Objective: To assess the effect of timing and techniques of tracheostomy on morbidity, mortality, and the burden of resources in patients with acute traumatic spinal cord injuries (SCls) undergoing mechanical ventilation.
Design: Review of a prospectively collected database.
Setting: Intensive and intermediate care units of a monographic hospital for the treatment of SCI.
Participants: Consecutive patients admitted to the intensive care unit (ICU) during their first inpatient rehabilitation for cervical and thoracic traumatic SCI. A total of 323 patients were included: 297 required mechanical ventilation and 215 underwent tracheostomy.
Outcome measures: Demographic data, data relevant to the patients' neurological injuries (level and grade of spinal cord damage), tracheostomy technique and timing, duration of mechanical ventilation, length of stay at ICU, incidence of pneumonia, incidence of perioperative and early postoperative complications, and mortality.

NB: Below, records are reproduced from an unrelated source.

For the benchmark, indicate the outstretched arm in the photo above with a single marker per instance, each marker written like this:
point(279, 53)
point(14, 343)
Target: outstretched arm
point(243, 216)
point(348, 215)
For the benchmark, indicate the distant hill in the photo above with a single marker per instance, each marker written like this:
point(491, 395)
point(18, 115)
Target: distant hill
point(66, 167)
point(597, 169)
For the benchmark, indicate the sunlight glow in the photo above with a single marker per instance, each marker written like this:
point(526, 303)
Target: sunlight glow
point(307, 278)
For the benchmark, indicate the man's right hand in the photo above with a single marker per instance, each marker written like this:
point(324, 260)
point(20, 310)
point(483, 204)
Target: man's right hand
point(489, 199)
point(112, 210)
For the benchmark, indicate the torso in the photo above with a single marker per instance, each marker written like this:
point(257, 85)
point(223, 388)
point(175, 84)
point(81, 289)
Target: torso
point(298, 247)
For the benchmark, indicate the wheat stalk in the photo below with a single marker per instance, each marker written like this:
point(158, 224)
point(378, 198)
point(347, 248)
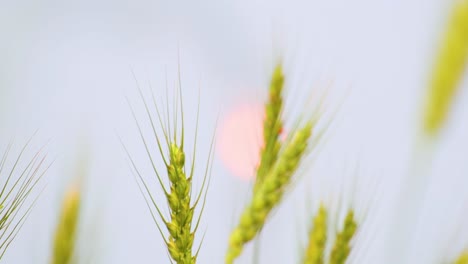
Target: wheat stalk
point(181, 225)
point(66, 232)
point(448, 70)
point(342, 245)
point(272, 126)
point(315, 251)
point(269, 194)
point(15, 190)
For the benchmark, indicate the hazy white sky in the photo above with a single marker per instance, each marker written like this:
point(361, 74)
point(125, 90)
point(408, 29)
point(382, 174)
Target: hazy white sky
point(66, 67)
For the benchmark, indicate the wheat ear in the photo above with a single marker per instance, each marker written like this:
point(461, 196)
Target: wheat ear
point(269, 193)
point(315, 251)
point(342, 246)
point(181, 225)
point(65, 236)
point(272, 126)
point(448, 70)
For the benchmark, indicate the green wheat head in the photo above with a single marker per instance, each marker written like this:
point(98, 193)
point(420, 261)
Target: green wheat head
point(448, 70)
point(182, 224)
point(269, 193)
point(342, 246)
point(272, 126)
point(315, 251)
point(66, 232)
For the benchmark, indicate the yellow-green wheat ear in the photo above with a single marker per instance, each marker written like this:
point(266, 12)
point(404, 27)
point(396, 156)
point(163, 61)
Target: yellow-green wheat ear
point(272, 125)
point(462, 259)
point(269, 193)
point(342, 246)
point(179, 226)
point(449, 67)
point(65, 236)
point(315, 250)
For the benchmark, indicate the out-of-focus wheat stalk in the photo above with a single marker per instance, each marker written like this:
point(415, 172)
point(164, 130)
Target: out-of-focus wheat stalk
point(66, 232)
point(182, 202)
point(16, 187)
point(315, 251)
point(272, 126)
point(269, 193)
point(448, 70)
point(342, 245)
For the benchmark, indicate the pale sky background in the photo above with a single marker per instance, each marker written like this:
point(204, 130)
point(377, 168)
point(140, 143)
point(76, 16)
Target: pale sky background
point(66, 68)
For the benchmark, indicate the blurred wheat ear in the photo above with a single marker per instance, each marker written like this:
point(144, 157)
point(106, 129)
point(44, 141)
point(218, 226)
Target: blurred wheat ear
point(462, 259)
point(448, 70)
point(182, 223)
point(342, 246)
point(315, 251)
point(17, 186)
point(65, 236)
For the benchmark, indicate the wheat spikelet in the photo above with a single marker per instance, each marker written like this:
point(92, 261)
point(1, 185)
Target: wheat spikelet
point(449, 67)
point(181, 237)
point(181, 225)
point(342, 245)
point(65, 236)
point(315, 251)
point(272, 126)
point(462, 259)
point(269, 194)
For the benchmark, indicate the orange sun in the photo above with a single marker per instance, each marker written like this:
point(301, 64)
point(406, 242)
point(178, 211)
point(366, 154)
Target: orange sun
point(240, 140)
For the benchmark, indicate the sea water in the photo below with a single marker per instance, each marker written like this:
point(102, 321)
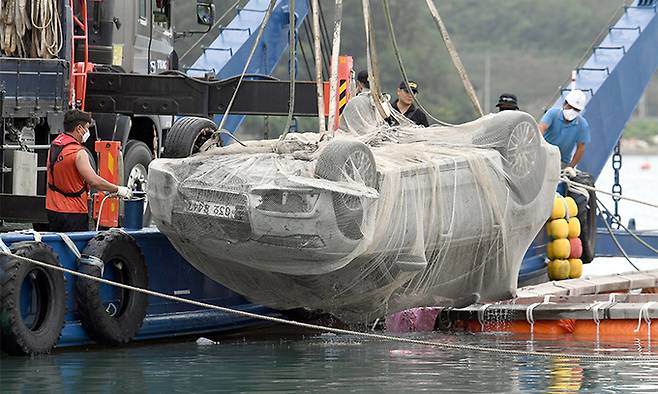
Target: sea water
point(284, 362)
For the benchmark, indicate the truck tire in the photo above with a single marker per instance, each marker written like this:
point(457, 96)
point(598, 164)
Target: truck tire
point(340, 158)
point(186, 136)
point(33, 300)
point(104, 320)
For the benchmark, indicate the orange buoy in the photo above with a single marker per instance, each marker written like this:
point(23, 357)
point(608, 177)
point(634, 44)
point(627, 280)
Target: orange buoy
point(572, 207)
point(559, 269)
point(560, 248)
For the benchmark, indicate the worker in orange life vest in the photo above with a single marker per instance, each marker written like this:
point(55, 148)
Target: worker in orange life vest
point(70, 175)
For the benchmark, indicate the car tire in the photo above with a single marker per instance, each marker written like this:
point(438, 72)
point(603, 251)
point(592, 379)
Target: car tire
point(516, 136)
point(36, 335)
point(120, 250)
point(337, 161)
point(186, 136)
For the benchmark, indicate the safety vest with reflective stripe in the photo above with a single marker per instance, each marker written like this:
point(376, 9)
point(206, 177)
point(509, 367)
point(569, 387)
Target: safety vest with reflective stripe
point(67, 191)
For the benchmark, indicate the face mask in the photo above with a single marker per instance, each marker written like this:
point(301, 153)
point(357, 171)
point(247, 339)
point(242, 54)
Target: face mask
point(85, 136)
point(570, 114)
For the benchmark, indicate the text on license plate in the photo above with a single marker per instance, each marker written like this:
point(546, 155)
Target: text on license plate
point(211, 209)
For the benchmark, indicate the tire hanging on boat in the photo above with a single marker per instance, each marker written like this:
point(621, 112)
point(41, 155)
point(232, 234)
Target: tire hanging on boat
point(111, 315)
point(586, 202)
point(32, 300)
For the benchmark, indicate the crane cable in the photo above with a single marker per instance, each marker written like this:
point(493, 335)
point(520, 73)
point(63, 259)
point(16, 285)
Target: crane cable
point(372, 60)
point(216, 137)
point(317, 56)
point(403, 73)
point(333, 80)
point(454, 56)
point(292, 66)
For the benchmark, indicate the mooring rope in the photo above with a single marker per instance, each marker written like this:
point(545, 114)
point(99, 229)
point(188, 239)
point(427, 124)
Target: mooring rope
point(511, 352)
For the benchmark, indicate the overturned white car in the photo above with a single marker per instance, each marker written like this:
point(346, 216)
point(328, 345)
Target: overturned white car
point(362, 224)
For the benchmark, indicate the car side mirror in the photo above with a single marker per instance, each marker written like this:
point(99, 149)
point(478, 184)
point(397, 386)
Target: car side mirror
point(205, 13)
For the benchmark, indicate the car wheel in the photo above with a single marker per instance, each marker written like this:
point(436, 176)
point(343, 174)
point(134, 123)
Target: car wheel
point(516, 136)
point(136, 161)
point(345, 159)
point(186, 136)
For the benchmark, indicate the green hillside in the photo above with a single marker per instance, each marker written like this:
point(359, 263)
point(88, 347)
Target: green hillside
point(532, 46)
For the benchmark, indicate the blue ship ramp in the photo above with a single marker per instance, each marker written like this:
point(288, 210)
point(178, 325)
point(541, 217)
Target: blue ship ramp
point(614, 78)
point(227, 54)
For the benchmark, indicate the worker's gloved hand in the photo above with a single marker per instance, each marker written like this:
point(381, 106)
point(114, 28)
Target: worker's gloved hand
point(569, 171)
point(124, 192)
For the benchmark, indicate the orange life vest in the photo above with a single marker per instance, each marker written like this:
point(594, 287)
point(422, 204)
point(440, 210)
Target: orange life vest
point(67, 191)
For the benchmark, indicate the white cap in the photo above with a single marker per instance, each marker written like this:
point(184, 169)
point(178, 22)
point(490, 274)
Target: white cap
point(577, 99)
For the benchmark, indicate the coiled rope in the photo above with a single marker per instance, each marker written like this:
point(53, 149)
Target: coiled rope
point(370, 335)
point(30, 31)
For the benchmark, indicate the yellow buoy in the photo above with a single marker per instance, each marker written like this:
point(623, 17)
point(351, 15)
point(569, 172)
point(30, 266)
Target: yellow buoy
point(559, 208)
point(558, 228)
point(575, 268)
point(574, 227)
point(561, 248)
point(572, 207)
point(558, 269)
point(549, 251)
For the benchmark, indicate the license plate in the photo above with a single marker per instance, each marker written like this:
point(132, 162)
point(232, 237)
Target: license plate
point(211, 209)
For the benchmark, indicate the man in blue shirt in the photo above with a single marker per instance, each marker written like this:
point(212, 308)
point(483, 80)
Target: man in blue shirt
point(566, 129)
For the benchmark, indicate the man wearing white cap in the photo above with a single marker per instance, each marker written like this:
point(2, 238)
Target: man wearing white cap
point(566, 129)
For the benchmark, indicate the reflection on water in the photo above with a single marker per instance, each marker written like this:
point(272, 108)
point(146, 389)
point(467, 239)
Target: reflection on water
point(347, 363)
point(331, 363)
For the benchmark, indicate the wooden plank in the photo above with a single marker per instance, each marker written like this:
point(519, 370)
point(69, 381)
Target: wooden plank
point(593, 285)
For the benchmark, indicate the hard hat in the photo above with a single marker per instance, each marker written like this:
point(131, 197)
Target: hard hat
point(577, 99)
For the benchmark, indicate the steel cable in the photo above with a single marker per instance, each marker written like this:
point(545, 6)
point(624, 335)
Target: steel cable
point(403, 73)
point(215, 139)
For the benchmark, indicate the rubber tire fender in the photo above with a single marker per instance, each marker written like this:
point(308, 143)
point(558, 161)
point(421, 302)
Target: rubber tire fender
point(334, 162)
point(113, 247)
point(186, 136)
point(15, 337)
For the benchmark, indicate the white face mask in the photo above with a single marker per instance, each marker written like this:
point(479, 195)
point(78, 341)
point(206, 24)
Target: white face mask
point(570, 114)
point(85, 136)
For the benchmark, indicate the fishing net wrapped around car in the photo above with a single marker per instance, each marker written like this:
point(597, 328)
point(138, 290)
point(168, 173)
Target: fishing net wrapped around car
point(375, 220)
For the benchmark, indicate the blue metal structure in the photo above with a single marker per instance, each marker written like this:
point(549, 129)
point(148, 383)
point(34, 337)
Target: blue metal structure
point(168, 273)
point(615, 77)
point(227, 55)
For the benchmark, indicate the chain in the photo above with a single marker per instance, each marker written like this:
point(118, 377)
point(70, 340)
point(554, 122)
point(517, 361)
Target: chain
point(616, 187)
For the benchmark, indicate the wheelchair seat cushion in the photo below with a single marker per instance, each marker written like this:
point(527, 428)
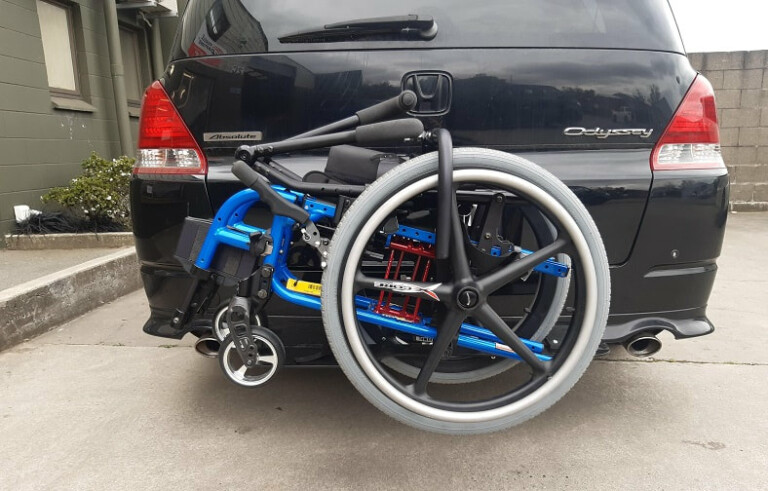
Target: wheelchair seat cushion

Results: Early tracheostomy (<7 days after orotracheal intubation) tracheostomy was performed in 101 patients (47%) and late (> or = 7 days) in 114 (53%). Surgical tracheostomy was employed in 119 cases (55%) and percutaneous tracheostomy in 96 (45%). There were 61 complications in 53 patients related to all tracheostomy procedures. Two were qualified as serious (tracheoesophageal fistula and mediastinal abscess). Other complications were mild. Bleeding was moderate in one case (late, percutaneous tracheostomy). Postoperative infection rate was low. Mortality of all causes was also low.
Conclusion: Early tracheostomy may have favorable effects in patients with acute traumatic SC. Both techniques, percutaneous and surgical tracheostomy, can be performed safely in the ICU.